One of the most shocking, and the most damaging for Comey himself, was the fact that Comey admitted that he was “influenced” by the presidential polling when he decided to announce that he was re-opening the investigation into Hillary Clinton’s crimes.
Chris Christie: I’ll have to tell you, as somebody who worked with Jim Comey and then for Jim Comey, it’s a really sad day, because to hear Jim sit in your interview and say that he considered the polling when deciding…
George Stephanopoulos: He didn’t say considered, he said he was influenced.
Chris Christie: Well, OK, George, if I had — when I worked for Jim, if I had said to him 11 days before an election that I was going to release information that could potentially effect the election, and one of the things that influenced me was polling, he would have fired me. He would have fired me on the spot. And it is really disconcerting to me as a guy who worked with him in form and have defended him on this air and other places over the years to see this interview and what he was saying.

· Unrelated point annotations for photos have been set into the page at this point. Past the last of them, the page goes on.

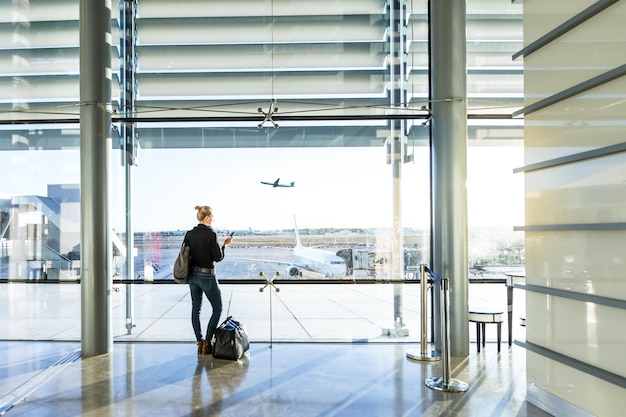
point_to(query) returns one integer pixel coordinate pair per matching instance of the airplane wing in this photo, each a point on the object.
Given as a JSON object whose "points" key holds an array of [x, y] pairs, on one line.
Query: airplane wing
{"points": [[293, 269]]}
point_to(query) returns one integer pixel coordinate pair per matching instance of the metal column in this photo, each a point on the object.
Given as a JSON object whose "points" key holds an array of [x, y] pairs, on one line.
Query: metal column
{"points": [[95, 147], [448, 90], [128, 137]]}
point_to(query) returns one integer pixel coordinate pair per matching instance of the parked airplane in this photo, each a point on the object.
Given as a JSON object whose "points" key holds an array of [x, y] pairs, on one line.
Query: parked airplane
{"points": [[278, 184], [316, 260], [311, 259]]}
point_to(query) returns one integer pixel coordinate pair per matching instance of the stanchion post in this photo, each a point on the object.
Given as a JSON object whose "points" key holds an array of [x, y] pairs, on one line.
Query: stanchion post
{"points": [[423, 354], [269, 282], [445, 383]]}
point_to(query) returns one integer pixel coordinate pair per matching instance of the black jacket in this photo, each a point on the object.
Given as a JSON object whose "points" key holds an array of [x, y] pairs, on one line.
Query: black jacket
{"points": [[203, 247]]}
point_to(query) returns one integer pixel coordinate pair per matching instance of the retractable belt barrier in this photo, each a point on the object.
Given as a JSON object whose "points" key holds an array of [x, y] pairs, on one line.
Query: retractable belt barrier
{"points": [[445, 382]]}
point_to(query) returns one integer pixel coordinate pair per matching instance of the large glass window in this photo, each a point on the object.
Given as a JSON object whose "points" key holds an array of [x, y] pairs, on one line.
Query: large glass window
{"points": [[212, 100]]}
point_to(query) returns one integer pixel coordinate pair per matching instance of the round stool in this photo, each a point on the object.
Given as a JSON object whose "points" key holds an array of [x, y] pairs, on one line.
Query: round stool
{"points": [[482, 316]]}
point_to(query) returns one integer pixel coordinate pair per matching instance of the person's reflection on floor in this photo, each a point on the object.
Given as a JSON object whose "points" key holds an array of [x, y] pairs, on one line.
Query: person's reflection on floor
{"points": [[224, 377]]}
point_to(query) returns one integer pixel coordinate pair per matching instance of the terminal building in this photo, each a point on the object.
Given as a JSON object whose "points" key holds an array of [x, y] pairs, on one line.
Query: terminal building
{"points": [[494, 128]]}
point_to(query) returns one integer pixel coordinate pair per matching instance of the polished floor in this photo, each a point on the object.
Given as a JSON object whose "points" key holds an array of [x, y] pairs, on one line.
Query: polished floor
{"points": [[317, 350], [282, 379]]}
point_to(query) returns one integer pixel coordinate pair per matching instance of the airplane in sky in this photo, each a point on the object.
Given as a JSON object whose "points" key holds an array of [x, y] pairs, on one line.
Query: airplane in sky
{"points": [[278, 184]]}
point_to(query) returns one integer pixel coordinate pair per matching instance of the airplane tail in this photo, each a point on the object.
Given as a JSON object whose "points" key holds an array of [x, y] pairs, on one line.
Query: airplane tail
{"points": [[298, 241]]}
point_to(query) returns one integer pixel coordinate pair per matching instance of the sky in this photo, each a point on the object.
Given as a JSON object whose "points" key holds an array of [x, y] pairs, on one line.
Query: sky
{"points": [[334, 187]]}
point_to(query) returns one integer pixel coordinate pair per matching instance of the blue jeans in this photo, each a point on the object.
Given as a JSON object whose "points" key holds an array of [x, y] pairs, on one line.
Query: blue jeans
{"points": [[204, 283]]}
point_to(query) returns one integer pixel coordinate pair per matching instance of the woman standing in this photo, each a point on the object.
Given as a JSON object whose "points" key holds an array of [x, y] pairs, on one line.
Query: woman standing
{"points": [[204, 252]]}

It is exactly what they teach you not to do. And I think it’s unfortunate that Jim’s — who’s a good guy. A good family, a good person and was a very good prosecutor. But he began to believe his own press clippings. And it’s the biggest danger in public life. And the hubris that he shows in that interview is extraordinary to me. Not the guy that I worked with or worked for. And it’s sad.
And you should remember that Chris Christie has not historically been a ‘James Comey basher,’ he’s generally been agnostic on the Comey front (and has even defended Comey).
So when Christie says that it’s sad to see how low Comey has sunk, there is reason to believe that Christie’s observations are accurate and should be considered.
Comey is living in a fairy tale, and he’s made himself the hero of his little story.